Sun has sent a notice to IBM terminating its right to exclusive negotiations, and IBM in return has withdrawn its offer to buy Sun, the Journal said.
Such brinkmanship isn’t uncommon during late-stage negotiations, the paper noted, and the companies may yet resume talks. But for now, the stance between them was described as “confrontational.”
IBM and Sun were first reported to be in merger talks two-and-a-half weeks ago. Neither company has confirmed or denied that any discussions are under way.
IBM has conducted its due diligence of Sun and found nothing that would prevent it from buying the company, the Journal said.

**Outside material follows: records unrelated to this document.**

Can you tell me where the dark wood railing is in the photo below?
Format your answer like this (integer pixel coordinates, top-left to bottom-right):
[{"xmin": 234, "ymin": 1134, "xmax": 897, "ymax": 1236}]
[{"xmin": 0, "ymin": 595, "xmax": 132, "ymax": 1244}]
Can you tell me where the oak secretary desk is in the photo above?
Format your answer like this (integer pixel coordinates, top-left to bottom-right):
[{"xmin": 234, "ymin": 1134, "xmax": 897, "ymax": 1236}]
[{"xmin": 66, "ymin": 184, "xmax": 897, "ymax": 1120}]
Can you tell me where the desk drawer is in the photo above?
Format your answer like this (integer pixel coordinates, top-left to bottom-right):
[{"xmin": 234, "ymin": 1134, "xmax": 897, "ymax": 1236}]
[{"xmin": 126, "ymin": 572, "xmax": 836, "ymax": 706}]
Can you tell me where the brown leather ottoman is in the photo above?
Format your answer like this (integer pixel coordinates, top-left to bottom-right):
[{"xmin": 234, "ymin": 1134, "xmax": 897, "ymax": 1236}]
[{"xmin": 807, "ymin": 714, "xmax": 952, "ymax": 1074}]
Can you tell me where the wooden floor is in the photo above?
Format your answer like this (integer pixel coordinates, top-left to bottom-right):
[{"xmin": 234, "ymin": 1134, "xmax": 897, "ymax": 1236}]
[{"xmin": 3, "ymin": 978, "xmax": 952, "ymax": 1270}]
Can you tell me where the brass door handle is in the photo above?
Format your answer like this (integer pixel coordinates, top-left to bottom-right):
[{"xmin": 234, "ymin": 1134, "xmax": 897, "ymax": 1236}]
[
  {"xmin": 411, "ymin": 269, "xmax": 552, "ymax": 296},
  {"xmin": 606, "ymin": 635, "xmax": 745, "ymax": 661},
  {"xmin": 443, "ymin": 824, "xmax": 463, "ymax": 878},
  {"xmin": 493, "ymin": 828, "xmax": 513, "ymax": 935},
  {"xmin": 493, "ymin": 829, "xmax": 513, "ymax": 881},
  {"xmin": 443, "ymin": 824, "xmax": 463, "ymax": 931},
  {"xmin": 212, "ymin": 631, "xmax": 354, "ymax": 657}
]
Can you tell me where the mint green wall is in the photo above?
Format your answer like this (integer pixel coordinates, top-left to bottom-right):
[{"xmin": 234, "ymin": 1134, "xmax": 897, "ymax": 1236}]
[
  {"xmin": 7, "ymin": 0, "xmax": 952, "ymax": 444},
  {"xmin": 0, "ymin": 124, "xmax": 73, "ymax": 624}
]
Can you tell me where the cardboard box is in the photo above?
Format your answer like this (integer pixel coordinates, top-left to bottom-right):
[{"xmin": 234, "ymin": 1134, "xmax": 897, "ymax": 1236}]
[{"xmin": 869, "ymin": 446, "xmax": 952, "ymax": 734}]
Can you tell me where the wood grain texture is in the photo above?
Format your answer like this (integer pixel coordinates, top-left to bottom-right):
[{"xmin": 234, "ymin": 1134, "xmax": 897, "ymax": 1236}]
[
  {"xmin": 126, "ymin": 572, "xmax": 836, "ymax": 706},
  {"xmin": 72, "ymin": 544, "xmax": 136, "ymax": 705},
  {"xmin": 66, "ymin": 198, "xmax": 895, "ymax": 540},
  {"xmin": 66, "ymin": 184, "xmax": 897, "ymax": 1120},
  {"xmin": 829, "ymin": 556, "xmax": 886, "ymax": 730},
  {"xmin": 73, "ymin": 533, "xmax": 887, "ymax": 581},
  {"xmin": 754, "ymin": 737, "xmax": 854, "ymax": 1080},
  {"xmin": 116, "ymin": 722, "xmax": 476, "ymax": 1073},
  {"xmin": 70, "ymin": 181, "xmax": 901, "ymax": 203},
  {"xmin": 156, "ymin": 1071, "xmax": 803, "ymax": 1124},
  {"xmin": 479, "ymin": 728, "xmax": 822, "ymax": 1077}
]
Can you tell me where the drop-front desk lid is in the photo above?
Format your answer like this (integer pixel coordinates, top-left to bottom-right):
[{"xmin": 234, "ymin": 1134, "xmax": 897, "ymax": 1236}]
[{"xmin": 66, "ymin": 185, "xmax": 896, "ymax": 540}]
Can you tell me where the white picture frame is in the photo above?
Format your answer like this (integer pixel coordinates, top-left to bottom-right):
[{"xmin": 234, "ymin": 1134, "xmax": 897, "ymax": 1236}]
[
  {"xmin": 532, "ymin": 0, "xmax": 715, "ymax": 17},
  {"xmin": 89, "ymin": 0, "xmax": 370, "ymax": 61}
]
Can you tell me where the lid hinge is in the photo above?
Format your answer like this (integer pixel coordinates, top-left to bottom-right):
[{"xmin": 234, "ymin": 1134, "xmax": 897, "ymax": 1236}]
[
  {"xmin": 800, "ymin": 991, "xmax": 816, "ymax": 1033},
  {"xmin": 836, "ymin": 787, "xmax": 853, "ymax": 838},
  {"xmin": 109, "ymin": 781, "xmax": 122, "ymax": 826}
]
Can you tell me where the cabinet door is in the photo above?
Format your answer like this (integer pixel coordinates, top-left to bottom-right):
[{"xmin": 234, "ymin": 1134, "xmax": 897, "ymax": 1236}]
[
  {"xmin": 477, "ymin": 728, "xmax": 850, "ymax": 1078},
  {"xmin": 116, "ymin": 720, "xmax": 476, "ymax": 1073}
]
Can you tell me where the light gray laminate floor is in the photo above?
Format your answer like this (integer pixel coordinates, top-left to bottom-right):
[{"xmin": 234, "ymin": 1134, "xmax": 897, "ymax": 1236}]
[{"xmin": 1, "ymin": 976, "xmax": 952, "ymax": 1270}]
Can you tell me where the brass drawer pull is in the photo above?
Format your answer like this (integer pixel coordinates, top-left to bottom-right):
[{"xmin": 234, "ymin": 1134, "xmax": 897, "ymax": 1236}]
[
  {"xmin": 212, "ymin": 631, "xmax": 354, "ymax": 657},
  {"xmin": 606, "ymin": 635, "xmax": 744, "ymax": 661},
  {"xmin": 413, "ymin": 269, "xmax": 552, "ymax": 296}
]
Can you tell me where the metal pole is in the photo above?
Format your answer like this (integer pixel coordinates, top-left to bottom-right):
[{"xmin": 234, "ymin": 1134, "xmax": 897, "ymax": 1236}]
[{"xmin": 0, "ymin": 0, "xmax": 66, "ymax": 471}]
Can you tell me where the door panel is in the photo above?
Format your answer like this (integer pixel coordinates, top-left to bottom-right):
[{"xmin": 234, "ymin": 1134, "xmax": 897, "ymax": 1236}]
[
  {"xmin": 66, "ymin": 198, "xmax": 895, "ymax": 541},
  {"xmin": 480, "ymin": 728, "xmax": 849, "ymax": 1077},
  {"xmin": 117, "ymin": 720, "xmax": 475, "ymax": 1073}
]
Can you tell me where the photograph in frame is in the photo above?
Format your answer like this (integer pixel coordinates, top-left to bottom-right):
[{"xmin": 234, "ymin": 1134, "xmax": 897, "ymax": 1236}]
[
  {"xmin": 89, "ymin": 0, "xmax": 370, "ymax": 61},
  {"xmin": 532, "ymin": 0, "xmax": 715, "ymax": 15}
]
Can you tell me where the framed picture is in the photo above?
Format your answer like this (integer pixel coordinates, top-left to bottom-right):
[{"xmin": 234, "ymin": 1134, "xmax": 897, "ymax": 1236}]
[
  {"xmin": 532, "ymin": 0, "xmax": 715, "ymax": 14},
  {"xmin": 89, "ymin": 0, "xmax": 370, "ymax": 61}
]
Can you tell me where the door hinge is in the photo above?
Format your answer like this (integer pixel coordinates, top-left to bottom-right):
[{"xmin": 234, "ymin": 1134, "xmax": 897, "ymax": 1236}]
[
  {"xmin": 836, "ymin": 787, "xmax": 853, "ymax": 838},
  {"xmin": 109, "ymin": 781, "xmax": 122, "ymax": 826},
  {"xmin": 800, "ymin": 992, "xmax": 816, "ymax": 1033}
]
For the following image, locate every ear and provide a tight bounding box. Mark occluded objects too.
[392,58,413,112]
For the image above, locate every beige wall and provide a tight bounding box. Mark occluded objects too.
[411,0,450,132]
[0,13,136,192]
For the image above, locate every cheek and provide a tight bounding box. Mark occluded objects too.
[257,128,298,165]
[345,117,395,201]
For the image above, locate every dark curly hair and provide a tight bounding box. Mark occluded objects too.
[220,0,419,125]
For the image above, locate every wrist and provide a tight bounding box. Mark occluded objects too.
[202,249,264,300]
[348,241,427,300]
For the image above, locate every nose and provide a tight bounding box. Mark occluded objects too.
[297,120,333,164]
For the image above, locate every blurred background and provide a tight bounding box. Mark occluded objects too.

If the companies fail to make a deal, it is unclear whether another large vendor will step in and bid for Sun. After IBM first expressed its interest in an acquisition, Sun’s investment bankers shopped the company around to most large IT vendors over the winter to see if any others were interested, the Journal said, but none were.
That puts Sun in a tough position, said Dan Olds, principal analyst at Gabriel Consulting Group. With no other suitor likely to step forward, Sun will probably have to accept an offer from IBM eventually, even if it means swallowing less favourable terms, he said.
The uncertainty around Sun’s future will make companies wary of making big investments in Sun’s products, he said, adding to the pressure to make a deal.
“Enterprise customers prize vendor stability; they do not buy big ticket items from vendors who are in turmoil,” Olds said.